Saturday, October 1, 2011

Menu for Sunday, October 2, 2011

Okay, here we go. Today I'm dragging out the crockpot and making some carnitas. It's so easy it's ridiculous. If you don't have a slow cooker, you can cook this on the back burner in a stock pot or stew pot at very low heat for about 2 hours. But the slow cooker works best for this recipe. And you can turn it on and forget it for about 6 hours, which is my kind of cooking.

A word about avocados... If you don't know how to pick them at the market, here's a couple of hints. Look for darker color. If they're bright olive green, they probably aren't read. Then grab one. Press gently with your thumb. If it feels slightly soft, not mushy, it's ready. If it give really easily, don't buy it. It's going to have brown spots. If it's hard as a rock, you can go ahead and buy it, but be prepared not to use it for several days. So, if you decide to make this recipe on, say, Thursday instead of Sunday, go ahead and buy the hard avocado and it'll probably be just right by then.

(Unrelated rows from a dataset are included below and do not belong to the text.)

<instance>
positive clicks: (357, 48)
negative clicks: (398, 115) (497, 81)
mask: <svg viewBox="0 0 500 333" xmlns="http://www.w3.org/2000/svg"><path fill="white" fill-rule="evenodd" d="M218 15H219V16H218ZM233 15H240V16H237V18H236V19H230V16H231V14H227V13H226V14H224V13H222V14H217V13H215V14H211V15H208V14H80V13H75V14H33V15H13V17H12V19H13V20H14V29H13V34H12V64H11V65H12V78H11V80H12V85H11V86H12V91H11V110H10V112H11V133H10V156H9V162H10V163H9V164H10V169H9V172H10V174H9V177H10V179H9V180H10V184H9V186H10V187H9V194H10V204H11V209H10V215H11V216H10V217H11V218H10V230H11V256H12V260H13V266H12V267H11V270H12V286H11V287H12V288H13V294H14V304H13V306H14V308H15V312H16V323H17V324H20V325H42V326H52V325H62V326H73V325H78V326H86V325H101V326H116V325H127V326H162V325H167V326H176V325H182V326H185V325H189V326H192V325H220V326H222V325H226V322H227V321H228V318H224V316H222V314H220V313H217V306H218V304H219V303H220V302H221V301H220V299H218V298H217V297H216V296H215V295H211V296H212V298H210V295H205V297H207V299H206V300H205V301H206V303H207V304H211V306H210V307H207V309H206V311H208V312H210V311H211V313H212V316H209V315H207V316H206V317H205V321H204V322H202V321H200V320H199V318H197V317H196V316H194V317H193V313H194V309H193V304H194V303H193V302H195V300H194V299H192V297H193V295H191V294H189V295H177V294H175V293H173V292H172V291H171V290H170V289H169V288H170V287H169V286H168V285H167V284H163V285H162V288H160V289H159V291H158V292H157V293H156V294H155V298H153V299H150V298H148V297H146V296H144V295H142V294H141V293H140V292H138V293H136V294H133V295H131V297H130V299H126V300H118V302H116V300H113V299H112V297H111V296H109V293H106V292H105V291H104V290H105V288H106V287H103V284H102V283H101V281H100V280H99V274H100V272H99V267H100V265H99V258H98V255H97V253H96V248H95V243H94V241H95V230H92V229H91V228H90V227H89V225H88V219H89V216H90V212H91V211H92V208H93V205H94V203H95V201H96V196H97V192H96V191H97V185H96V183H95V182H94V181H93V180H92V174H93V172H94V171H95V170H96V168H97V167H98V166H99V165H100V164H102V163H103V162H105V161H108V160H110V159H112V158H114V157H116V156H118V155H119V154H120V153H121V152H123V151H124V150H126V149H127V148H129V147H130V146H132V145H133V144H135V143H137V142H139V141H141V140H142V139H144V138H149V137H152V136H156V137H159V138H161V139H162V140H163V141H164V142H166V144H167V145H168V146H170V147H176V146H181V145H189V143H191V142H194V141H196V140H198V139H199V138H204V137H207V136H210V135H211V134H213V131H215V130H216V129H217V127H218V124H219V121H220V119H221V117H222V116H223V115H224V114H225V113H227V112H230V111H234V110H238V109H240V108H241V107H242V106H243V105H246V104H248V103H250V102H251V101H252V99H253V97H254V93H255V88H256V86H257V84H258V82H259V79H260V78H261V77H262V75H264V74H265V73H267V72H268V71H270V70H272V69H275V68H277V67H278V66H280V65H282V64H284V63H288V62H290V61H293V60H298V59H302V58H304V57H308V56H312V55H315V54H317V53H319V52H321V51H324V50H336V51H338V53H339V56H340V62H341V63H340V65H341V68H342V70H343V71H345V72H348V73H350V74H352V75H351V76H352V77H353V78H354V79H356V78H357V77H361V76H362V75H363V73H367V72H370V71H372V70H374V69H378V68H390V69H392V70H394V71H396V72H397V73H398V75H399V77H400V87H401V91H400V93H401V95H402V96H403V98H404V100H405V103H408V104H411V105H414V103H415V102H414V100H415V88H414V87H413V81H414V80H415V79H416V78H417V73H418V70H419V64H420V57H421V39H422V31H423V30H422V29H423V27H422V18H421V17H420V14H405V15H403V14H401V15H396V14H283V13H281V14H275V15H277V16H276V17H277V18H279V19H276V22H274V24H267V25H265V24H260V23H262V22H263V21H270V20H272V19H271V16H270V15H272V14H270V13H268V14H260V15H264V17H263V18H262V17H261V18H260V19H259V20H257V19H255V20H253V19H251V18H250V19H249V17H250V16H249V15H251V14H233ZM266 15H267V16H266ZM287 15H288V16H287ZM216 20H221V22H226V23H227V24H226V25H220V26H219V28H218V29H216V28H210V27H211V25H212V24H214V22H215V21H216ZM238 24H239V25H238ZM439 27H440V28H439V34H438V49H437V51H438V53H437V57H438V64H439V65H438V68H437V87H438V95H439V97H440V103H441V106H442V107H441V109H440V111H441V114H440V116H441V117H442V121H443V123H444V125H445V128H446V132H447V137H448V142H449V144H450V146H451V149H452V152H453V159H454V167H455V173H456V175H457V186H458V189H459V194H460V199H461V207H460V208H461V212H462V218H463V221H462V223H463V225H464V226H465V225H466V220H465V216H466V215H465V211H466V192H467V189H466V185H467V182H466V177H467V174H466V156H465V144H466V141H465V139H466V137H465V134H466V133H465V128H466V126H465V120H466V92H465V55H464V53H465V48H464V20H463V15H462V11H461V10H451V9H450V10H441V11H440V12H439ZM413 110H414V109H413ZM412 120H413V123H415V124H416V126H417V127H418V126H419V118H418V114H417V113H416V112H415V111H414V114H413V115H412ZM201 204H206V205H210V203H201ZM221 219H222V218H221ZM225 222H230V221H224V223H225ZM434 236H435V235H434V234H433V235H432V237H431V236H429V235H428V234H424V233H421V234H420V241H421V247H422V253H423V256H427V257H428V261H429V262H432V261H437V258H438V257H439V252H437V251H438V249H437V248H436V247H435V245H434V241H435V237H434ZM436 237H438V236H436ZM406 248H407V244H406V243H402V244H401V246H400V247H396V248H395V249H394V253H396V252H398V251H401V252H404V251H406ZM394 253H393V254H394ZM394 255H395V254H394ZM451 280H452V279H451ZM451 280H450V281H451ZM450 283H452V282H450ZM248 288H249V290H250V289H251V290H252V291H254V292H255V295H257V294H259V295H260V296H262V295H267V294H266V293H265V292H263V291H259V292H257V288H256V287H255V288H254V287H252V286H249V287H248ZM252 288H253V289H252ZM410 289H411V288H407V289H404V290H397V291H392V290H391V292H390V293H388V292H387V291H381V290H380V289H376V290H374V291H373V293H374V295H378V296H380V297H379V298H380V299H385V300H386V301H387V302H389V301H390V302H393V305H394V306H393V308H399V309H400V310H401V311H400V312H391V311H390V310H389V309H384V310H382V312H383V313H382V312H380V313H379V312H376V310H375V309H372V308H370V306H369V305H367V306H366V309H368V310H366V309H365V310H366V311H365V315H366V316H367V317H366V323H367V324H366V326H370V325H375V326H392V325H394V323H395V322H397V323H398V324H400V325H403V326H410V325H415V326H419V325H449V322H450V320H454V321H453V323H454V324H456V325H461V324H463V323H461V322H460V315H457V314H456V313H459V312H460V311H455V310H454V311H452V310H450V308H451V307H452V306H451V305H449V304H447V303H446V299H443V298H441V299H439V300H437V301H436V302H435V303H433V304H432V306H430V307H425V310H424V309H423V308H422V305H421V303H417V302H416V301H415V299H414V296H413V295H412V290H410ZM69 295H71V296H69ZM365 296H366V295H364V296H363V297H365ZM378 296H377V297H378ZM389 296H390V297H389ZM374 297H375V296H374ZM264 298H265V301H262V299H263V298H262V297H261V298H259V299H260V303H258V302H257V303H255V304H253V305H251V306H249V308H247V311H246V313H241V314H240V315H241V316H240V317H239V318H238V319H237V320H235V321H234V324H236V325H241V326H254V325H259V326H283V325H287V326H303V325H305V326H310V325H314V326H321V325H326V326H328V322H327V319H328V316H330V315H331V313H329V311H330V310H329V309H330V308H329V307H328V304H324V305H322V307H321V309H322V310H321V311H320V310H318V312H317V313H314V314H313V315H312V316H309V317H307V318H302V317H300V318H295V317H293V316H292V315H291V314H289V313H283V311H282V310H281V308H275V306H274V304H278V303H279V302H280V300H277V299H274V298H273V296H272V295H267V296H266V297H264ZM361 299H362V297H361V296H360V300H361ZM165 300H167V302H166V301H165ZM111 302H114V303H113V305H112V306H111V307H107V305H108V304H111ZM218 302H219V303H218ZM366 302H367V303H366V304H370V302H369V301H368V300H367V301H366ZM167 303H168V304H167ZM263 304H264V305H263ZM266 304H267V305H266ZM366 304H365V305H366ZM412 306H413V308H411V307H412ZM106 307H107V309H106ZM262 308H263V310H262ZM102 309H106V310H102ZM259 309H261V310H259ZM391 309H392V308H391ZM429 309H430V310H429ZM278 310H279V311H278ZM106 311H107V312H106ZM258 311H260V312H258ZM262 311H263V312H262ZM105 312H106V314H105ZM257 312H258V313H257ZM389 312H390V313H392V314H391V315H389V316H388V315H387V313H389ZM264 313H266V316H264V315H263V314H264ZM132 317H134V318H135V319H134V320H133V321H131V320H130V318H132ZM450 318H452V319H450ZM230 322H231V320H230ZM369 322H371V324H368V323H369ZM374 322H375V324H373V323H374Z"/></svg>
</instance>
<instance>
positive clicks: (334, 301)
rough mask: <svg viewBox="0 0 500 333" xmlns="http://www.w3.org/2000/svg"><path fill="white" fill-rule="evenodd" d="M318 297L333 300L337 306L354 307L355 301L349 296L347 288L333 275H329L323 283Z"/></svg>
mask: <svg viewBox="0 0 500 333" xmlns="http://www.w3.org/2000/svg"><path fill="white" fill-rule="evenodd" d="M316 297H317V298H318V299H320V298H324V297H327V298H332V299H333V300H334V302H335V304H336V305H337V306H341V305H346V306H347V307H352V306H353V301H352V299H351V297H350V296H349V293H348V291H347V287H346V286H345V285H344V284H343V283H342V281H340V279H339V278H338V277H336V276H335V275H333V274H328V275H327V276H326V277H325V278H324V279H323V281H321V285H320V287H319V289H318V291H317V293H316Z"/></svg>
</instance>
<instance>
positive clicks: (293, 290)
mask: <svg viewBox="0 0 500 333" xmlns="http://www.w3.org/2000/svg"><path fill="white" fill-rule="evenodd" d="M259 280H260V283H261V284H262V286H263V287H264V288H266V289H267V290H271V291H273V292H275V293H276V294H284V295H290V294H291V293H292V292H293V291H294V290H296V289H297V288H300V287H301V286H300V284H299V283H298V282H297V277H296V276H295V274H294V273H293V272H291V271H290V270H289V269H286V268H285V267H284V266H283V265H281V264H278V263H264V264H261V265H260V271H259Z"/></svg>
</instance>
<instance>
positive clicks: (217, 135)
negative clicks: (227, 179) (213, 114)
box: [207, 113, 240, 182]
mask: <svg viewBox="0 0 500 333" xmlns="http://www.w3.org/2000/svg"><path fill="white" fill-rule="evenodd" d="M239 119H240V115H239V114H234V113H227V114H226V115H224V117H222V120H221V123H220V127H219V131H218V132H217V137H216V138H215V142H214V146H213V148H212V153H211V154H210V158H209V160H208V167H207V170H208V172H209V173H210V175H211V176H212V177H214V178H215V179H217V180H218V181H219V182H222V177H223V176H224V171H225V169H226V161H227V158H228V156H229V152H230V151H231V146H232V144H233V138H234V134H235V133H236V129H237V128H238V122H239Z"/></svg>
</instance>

So, here we go with week 2:

Sunday's Menu

Breakfast:  Scrambled eggs, toast, juice
Lunch: We usually breakfast late and snack before an early dinner (cheese, fruit, raw veggies, PBJ, whatever)
Dinner: Carnitas, with corn tortillas, guacamole, sour cream, lettuce and cheese

Carnitas

2-3 lb pork loin roast
1/2 onion, sliced into rings
1 T cumin
1 T garlic powder
1 T salt
2 tsp black pepper
2 tsp chili powder
2 tsp dried oregano, rubbed
2 tsp onion powder
3/4 C chicken broth

Place the onion slices on the bottom of the slow cooker. Mix the spices together and rub into the roast. Place the roast on top of the onion rings. Pour the chicken broth into the bottom of the pot (don't pour it over the roast). Cook for about 6 hours on low. If cooking on stovetop, cook 2-3 hours or until the roast is tender and shreds with a fork.

Shred and serve with heated tortillas, chopped tomato, onion, shredded cheese, sour cream and guacamole (recipe below).

Guacamole

2 avocados
1/2 large tomato, chopped
1/2 medium onion, finely diced
Juice of 1/2 small lime
1 tsp garlic powder
1/2 tsp onion powder
1/2 tsp salt
1/4 tsp pepper

Slice the avocado in half lengthwise, pull out the pit, then scoop the flesh out of the peel. Using a knife or fork, chop the avocado into small chunks (or mash if you prefer). Add remaining ingredients. Stir to combine. The lime juice will keep the avocado from turning brown (oxidizing). To store leftover guac, place plastic wrap down on the surface of the guac, carefully removing all air bubbles. Contact with air will make the dip turn brown on the surface. If it does turn brown, it's still okay, just mix it in.